Executive Edge

We've entered 'goldilocks' jobs growth market. History says that's more bullish than bearish

Why the surprising jobs report could predict a positive market
Key Points
  • Since 2010, the nonfarm payroll report has missed market expectations by 50,000 jobs or less 21 times. 
  • The Dow Jones Industrial Average and S&P 500 Index have traded higher 80% of the time in the following months.

The stock market completed a three-day winning streak last Friday, but stocks ran out of steam on the first day of trading this week, even with some encouraging signals on the U.S.-China trade war front.

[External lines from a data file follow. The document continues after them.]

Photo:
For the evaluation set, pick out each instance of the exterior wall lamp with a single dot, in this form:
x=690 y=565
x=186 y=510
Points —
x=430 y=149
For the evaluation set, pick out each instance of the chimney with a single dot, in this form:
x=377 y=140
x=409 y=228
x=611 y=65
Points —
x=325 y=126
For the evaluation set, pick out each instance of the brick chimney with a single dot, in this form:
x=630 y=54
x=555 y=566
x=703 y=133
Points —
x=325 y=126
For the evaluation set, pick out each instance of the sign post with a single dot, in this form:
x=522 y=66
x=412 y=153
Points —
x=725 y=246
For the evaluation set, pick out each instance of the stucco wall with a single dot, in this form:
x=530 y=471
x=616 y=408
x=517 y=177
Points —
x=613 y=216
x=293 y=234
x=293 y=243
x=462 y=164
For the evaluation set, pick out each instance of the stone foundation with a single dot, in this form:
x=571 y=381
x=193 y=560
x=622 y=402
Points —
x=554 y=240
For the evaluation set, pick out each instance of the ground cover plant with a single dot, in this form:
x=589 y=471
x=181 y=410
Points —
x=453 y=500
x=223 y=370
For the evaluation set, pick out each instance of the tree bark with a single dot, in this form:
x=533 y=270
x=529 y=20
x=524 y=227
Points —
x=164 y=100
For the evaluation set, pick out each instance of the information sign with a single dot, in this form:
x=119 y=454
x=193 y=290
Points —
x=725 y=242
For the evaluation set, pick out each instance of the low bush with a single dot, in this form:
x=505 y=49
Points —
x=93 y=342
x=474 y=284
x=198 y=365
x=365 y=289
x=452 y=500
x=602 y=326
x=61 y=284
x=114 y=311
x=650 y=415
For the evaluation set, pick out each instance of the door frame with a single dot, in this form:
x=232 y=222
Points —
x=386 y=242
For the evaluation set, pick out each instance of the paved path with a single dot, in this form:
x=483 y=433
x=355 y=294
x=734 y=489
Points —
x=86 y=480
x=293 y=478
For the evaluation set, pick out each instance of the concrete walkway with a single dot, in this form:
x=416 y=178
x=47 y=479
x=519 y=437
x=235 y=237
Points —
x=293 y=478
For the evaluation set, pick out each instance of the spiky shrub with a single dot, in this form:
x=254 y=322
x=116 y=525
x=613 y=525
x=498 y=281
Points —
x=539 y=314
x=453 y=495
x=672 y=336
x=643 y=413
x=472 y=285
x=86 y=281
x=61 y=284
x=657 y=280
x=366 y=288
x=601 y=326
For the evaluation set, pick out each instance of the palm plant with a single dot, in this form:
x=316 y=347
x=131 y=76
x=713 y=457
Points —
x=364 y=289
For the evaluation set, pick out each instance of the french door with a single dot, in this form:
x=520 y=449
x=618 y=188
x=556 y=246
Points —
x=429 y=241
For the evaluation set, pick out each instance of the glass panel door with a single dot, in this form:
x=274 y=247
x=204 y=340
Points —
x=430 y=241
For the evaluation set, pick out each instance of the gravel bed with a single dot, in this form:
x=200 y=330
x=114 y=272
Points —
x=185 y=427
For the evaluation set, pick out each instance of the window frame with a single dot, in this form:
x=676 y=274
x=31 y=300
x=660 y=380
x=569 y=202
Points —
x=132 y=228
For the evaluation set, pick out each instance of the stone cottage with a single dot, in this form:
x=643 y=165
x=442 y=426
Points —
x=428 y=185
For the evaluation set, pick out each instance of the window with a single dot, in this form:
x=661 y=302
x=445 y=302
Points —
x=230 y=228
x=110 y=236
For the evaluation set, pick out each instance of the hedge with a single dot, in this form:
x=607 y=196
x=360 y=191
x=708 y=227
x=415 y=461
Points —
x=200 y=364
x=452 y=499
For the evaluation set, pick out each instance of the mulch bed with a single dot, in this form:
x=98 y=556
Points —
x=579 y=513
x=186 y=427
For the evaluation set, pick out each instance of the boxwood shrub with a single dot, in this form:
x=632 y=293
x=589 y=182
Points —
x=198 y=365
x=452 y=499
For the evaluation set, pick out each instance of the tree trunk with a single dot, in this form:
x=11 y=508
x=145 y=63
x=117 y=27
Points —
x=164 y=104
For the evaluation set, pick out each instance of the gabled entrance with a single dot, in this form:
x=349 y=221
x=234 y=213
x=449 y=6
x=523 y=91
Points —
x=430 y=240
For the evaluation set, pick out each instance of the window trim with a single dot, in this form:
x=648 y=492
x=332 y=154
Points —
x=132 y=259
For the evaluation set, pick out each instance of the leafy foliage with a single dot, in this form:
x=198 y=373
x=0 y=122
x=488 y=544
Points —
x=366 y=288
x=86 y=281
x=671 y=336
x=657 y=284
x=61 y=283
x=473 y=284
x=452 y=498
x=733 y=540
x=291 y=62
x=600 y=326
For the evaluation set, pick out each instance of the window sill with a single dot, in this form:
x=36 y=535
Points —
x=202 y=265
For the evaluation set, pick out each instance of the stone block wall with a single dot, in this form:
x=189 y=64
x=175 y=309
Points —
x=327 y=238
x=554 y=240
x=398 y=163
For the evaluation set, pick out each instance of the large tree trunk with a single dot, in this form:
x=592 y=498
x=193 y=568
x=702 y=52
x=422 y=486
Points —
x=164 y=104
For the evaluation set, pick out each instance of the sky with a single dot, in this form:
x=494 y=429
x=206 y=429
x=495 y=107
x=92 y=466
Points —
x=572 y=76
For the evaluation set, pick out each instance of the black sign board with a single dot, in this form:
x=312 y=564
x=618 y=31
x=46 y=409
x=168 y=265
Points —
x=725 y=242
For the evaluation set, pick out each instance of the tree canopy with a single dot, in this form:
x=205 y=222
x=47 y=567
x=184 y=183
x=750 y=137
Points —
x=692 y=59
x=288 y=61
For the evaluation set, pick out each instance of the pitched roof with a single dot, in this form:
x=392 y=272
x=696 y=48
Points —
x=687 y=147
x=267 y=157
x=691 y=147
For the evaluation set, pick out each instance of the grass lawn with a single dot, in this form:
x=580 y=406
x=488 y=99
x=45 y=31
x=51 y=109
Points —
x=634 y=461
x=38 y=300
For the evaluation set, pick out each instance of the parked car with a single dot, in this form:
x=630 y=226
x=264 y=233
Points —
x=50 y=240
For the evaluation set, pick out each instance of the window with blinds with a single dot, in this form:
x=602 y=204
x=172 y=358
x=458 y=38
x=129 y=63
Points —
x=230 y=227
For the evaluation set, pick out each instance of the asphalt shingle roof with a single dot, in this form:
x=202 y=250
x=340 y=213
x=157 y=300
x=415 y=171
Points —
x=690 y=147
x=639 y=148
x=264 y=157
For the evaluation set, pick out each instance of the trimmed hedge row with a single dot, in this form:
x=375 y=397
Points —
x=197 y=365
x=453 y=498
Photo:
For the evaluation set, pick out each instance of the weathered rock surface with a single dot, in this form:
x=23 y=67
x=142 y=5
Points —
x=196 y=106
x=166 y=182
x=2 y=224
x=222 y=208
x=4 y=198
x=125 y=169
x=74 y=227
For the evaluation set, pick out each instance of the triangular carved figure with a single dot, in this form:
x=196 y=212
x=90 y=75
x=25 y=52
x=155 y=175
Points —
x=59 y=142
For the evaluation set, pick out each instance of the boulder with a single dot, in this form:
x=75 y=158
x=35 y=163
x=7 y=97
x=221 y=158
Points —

Don't blame a deeper dive over the weekend by traders into August's mediocre nonfarm payroll report for the stall in the markets. In the post-financial crash economic expansion, a slight miss on jobs growth has been more bullish than bearish for stocks.

Nonfarm payrolls increased by 130,000 in August, but that missed Wall Street analysts' expectations of 150,000 new jobs. Some commentators called it a "Goldilocks Report" — not too hot, not too cold. July and June figures were also revised lower.

Boeing Company hiring managers from various locations gather to interview people during a job recruiting event in Seattle, Washington.
Barry Sweet | Bloomberg | Getty Images

Since 2010, the jobs number has logged a negative surprise of between 0 and 50,000 on 21 other occasions. A month later, the markets have been consistently positive, according to a CNBC analysis of Kensho, a data analytics tool used by Wall Street firms and hedge funds to identify profitable trading opportunities based on history.

The Dow Jones Industrial Average and S&P 500 Index trade higher around 80% of the time in these months, and each index logged an average monthly gain of more than 2%.

As of Monday's close, the Dow was 2.1% from its record high set in July. The S&P 500 and Nasdaq Composite were 1.6% and 3% below their respective all-time highs.

Trade continues to be the biggest issue for the markets.

"It seems like the tone on trade has gotten better," Art Hogan, chief market strategist at National Securities, told CNBC on Monday. "That's the biggest driver."

'Fed is locked into cutting'

"If we weren't already talking about recession risk and already looking for signs of a slowdown, we wouldn't start today because of this jobs report," Scott Clemons, chief investment strategist at Brown Brothers Harriman, told CNBC on Friday morning. "On balance, I come down on the optimistic side. I think it's a pretty good jobs report," Clemons added.

Paul Ashworth, chief U.S. economist at Capital Economics, told CNBC that aside from the weak headline number, "the rest of the employment report was actually quite positive."

Wage gains were a bright spot, exceeding expectations, with average hourly earnings increasing by 0.4% for the month and 3.2% over the year; both numbers one-tenth of a percentage point better than expected.

Expectations of above 90% that the Federal Reserve will cut interest rates when it next meets mid-month are also baked into the market.

Fed chair Jerome Powell described the labor market as being in "quite a strong position at an event in Zurich on Friday.

"Maybe it's a good enough number for [Fed Chair Jerome] Powell to take action. It's a good enough number to be able to say we're not going into recession, but let's not go into recession," CNBC's Jim Cramer said on Friday.

"The Fed is locked into cutting in September," Jason Furman, former Council of Economic Advisors chair, said on Friday. "It would be disruptive and contractionary for them to not do it. I don't see anything in today's data that calls for more cuts past September."